- Born: Leonard Walter Bush 6 June 1927 London, England
- Died: 15 June 2004 (aged 77) Long Melford, Suffolk
- Genres: Jazz Bebop
- Occupation: Musician
- Instrument: Double Bass
- Years active: 1945-2004

= Lennie Bush =

English jazz double bassist (1927–2004)

Leonard Walter Bush (6 June 1927 – 15 June 2004) was an English jazz double bassist.

==Biography==
Bush was born in London. He contracted polio as a child and had a limp for the rest of his life. He studied and played violin before switching to bass at 16 and was playing professionally by 17 in a variety show called The Rolling Stones and Dawn. He played with Nat Gonella in the middle of the 1940s but turned to bebop later in the decade. From 1950 onwards Lennie Bush performed a lot of freelance work and was with Roy Fox in 1951. He was one of the founding members of London's Club Eleven (this was the first London jazz club to offer performers a paid gig) and played there (1952-1956) in a band with Ronnie Scott, trumpeter Hank Shaw, pianist Tommy Pollard, and drummer Tony Crombie.

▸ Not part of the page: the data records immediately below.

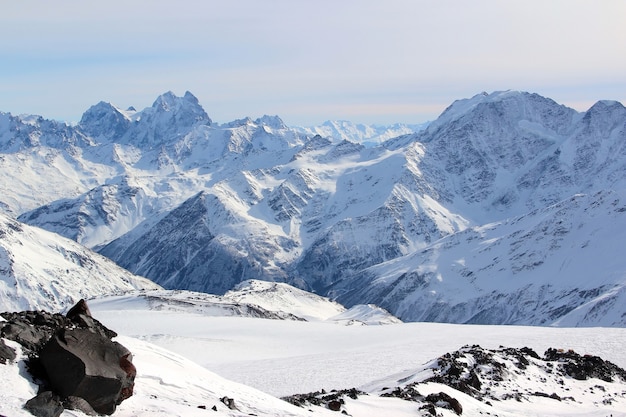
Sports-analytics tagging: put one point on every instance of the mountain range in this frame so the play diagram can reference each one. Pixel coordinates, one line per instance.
(507, 209)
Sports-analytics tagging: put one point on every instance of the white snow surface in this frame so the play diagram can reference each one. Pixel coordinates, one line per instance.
(187, 359)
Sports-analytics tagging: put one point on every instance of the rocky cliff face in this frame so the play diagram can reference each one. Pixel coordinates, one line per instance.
(191, 204)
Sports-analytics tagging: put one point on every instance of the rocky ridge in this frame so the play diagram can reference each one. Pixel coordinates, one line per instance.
(74, 360)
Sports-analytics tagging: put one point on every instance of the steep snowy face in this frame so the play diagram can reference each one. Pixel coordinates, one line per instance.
(102, 214)
(557, 265)
(201, 206)
(104, 121)
(205, 244)
(479, 151)
(370, 135)
(23, 133)
(41, 270)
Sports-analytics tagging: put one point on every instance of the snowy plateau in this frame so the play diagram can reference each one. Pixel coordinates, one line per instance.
(285, 258)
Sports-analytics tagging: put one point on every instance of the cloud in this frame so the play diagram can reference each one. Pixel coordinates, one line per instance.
(284, 55)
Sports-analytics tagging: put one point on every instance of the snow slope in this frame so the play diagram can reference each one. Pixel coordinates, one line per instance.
(170, 195)
(42, 270)
(561, 265)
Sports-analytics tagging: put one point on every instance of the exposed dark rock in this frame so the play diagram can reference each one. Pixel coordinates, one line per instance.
(80, 404)
(87, 365)
(443, 400)
(334, 405)
(229, 402)
(322, 398)
(583, 367)
(7, 353)
(45, 404)
(74, 359)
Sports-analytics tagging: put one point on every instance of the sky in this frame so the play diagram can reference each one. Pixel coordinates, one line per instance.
(368, 61)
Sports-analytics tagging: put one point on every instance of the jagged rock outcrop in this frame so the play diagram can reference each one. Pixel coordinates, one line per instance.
(79, 365)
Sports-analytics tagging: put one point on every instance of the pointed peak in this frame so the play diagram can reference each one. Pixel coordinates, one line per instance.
(273, 122)
(191, 98)
(604, 105)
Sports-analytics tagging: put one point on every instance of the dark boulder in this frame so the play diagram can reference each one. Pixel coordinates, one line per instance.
(7, 354)
(45, 404)
(88, 365)
(73, 357)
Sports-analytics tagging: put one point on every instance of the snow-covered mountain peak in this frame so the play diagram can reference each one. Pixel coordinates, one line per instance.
(42, 270)
(273, 122)
(104, 121)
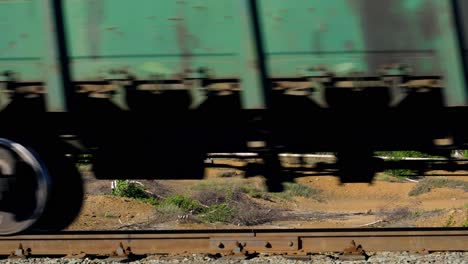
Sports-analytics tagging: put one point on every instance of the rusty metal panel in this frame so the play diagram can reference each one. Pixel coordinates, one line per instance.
(148, 37)
(351, 36)
(21, 40)
(169, 37)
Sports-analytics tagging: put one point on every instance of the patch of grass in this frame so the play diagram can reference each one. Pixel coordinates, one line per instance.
(125, 188)
(426, 185)
(218, 213)
(405, 154)
(398, 214)
(184, 203)
(449, 221)
(292, 189)
(167, 212)
(230, 203)
(209, 191)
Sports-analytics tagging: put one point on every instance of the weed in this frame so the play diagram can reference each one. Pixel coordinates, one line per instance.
(292, 189)
(426, 185)
(167, 212)
(449, 221)
(184, 203)
(218, 213)
(125, 188)
(399, 213)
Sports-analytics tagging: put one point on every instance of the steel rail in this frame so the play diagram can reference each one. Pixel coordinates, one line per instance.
(291, 241)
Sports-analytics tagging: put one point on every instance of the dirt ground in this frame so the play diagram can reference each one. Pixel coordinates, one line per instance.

He studied with James Merrett at the Guildhall School of Music and participated in the European tours of Benny Goodman, Louis Armstrong, Zoot Sims, and Roy Eldridge. He became a member of Jack Parnell's ATV Orchestra in 1957 and recorded with Stephane Grappelli, Anita O'Day, and Eddie Vinson. He continued to play in the 1990s, notably as part of the Ralph Sharon trio with Jack Parnell. During that decade he also appeared with Don Lusher's Ted Heath tribute band and played in the final Ted Heath concert in 2000. He continued to freelance into the 2000s often playing gigs close to his home in East Anglia until his death in June 2004.

==Personal life==
Bush and his wife Anne moved out of the London area during the late 1990s to Long Melford in Suffolk. At this point he was semi-retired although he continued to practise each day and post cassette tapes to friends containing music which he had discovered and was enthusiastic about. Bush died in Suffolk aged 77. He is survived by his wife Anne, a former journalist, and their son Andy, the trumpeter and composer.